Los ochenta hacen al teatro cubano inesperadas preguntas.* Extinguida la polaridad que enfrentó en la década anterior al teatro nuevo frente al establecido en una enriquecedora polémica, ahora el reto es superar la inercia que estabilidad, protección e institucionalización han fomentado y que los más jóvenes perciben como desgaste, agotamiento y crisis de las formas. Antes de intentar la necesaria caracterización de los ochenta o continuar desarrollando el hilo conductor de estas ideas que aparecen en “Intención de la parodia en la escena cubana”,[1] me decidí a pensar en el papel de la crítica.

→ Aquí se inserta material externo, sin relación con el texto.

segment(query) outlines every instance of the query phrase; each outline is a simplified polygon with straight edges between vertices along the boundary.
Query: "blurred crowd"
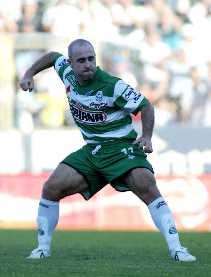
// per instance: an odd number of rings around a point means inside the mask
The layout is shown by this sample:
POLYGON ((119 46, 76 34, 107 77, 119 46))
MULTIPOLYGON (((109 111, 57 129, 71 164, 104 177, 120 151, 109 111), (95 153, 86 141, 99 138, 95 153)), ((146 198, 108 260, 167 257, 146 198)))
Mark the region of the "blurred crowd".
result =
MULTIPOLYGON (((66 37, 70 43, 79 38, 90 41, 97 47, 102 69, 153 104, 156 126, 211 126, 211 0, 7 0, 1 4, 0 34, 38 32, 66 37)), ((73 124, 64 87, 53 70, 35 76, 34 92, 19 88, 25 70, 42 54, 33 48, 15 53, 15 124, 21 129, 26 122, 32 129, 73 124)))

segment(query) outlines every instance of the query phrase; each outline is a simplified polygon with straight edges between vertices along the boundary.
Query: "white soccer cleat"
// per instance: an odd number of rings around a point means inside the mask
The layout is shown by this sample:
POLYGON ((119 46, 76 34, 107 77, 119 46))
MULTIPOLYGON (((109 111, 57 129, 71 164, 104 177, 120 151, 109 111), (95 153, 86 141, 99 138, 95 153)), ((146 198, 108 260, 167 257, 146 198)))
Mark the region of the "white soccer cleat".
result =
POLYGON ((47 258, 50 257, 50 252, 49 253, 45 250, 42 250, 35 248, 31 252, 30 256, 27 259, 40 259, 41 258, 47 258))
POLYGON ((185 247, 177 248, 171 252, 172 260, 182 261, 195 261, 196 258, 190 255, 185 247))

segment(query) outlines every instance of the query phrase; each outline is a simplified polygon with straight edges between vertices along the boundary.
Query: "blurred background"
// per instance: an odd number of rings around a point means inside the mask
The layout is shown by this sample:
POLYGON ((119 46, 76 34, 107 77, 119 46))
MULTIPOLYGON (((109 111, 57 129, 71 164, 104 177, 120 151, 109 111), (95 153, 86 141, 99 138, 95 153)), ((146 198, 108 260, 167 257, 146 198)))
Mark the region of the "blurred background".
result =
MULTIPOLYGON (((0 228, 35 228, 43 183, 84 144, 53 68, 19 85, 50 51, 90 41, 103 70, 154 105, 158 186, 181 230, 211 230, 211 0, 7 0, 0 7, 0 228)), ((133 117, 141 135, 140 113, 133 117)), ((60 228, 154 230, 147 207, 108 185, 61 201, 60 228)))

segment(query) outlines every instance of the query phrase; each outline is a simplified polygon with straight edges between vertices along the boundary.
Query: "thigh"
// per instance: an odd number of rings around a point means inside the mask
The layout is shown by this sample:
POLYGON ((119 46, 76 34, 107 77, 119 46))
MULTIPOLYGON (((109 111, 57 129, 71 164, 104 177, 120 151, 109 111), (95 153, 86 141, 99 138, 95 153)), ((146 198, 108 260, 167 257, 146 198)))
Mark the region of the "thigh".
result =
POLYGON ((60 163, 45 183, 42 197, 52 201, 59 201, 89 189, 88 182, 82 174, 67 165, 60 163))
POLYGON ((161 196, 154 174, 148 168, 135 168, 121 176, 121 180, 147 205, 161 196))

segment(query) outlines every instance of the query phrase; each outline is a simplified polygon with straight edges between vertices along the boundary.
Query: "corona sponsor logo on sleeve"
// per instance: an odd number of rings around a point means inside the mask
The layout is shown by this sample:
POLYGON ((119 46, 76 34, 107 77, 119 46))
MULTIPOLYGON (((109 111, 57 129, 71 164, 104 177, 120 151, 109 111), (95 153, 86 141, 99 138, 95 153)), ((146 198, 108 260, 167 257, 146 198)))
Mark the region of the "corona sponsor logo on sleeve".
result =
POLYGON ((67 61, 67 59, 66 58, 62 58, 62 59, 59 61, 58 63, 58 65, 59 66, 62 66, 64 64, 69 64, 69 63, 67 61))

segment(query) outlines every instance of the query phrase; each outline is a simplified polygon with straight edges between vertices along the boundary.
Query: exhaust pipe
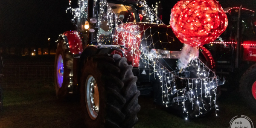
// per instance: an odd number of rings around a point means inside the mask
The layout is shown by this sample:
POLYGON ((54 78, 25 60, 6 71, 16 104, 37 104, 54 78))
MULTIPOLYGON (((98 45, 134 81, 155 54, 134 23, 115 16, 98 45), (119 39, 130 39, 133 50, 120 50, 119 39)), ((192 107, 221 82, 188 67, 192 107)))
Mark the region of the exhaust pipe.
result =
POLYGON ((235 67, 238 68, 238 66, 240 64, 241 59, 241 9, 242 9, 242 5, 241 5, 239 8, 239 12, 238 14, 238 19, 237 20, 237 43, 236 44, 236 64, 235 67))

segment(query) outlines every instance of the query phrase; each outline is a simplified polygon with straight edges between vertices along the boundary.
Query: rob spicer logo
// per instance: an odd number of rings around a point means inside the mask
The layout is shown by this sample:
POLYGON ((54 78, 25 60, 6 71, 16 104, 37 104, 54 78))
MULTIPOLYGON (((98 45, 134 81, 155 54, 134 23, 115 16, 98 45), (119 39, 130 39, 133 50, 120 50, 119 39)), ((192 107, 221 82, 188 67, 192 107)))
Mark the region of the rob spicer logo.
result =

El momento en que una llega a la vida profesional marca de forma indeleble el recorrido personal del crítico. Porque al teatro, escrito sobre el agua, no se puede volver, y efímero e irrepetible se aproxima a su verdad mediante el testimonio de la crítica. Cuando empecé a escribir, Rine Leal atesoraba en cajas de zapatos la historia del teatro cubano. Y cuando lo acompañé al curso dictado en la Universidad de Santiago de Cuba que definió el rumbo al teatro de relaciones se me hicieron familiares Creto Gangá, Pancha Jutía y Canuto Raspadura. Hoy, casi veinte años después, advierto que el germen de mi curiosidad por el Teatro Escambray nació en aquel curso en el cual Leal analizó el teatro colonial y neocolonial destacando en primeros planos los discursos marginales de la escena bufa y vernácula. Cuando releo mi primer trabajo serio “Socialización del teatro”, influida por Canclini y Umberto Eco, no puedo menos que desconcertarme al reconocer que mi hallazgo de una escena esencialmente innovadora estaba inmerso dentro de lo que se ha llamado un “quinquenio gris”.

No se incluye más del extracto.